Oriel Street is a narrow but historic street running between the High Street to the north and Oriel Square to the south in central Oxford, England. The street is now blocked off to traffic by bollards at the High Street end.

It passes between the main site of Oriel College (hence its name) to the east and Oriel's newer "Island" site to the west.

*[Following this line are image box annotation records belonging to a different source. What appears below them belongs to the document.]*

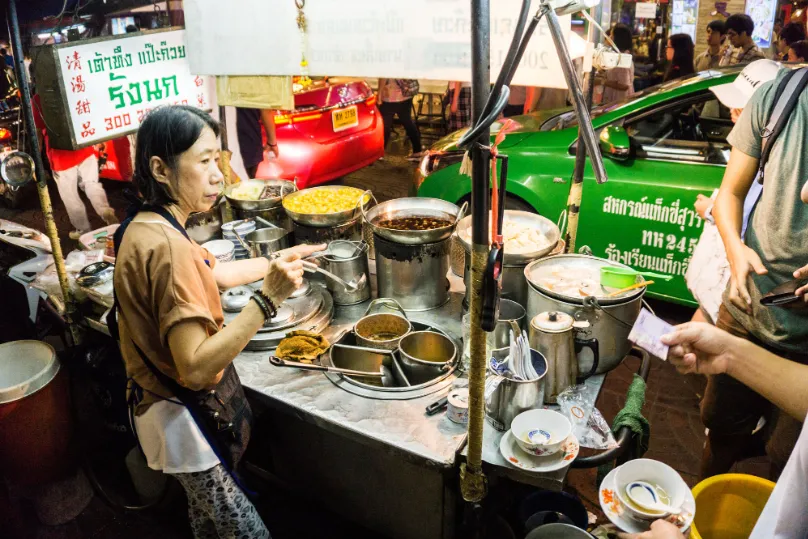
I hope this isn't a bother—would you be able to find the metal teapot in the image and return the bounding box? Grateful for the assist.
[528,311,599,403]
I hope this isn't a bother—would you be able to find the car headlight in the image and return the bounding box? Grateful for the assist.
[413,150,465,192]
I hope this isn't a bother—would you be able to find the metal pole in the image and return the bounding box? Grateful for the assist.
[564,4,603,253]
[8,0,81,344]
[460,0,491,502]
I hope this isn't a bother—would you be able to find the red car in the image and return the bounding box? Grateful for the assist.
[256,81,384,189]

At the High Street end to the east is the 1911 Rhodes Building, named after the former Oriel student Cecil Rhodes, who went on to colonize the African state of Rhodesia (also named after him).

== History ==

The name Oriel Street was in use by 1850. From 1210 it was called Schidyard Street, although the spelling changed over time, according to Thomas Hearne in 1728 it was Sched Row – Writers' Row, and between 1542 and 1772 it was known as St Mary Hall Lane. A map of 1814 shows the street running south through what is now Corpus Christi as far the President's lodgings. Until 1838, it was also known as Skimmery Hall Lane and Oriel Lane was in use from around the mid-19th century.

In 1833, the first of a number of theatres in Oxford to be known as "The New Theatre" was opened in St Mary Hall Lane. It is generally thought that this refers to the Oriel Square tennis court. In August 1986, a tunnel under the street, connecting St Mary quad and O'Brien quad, was completed.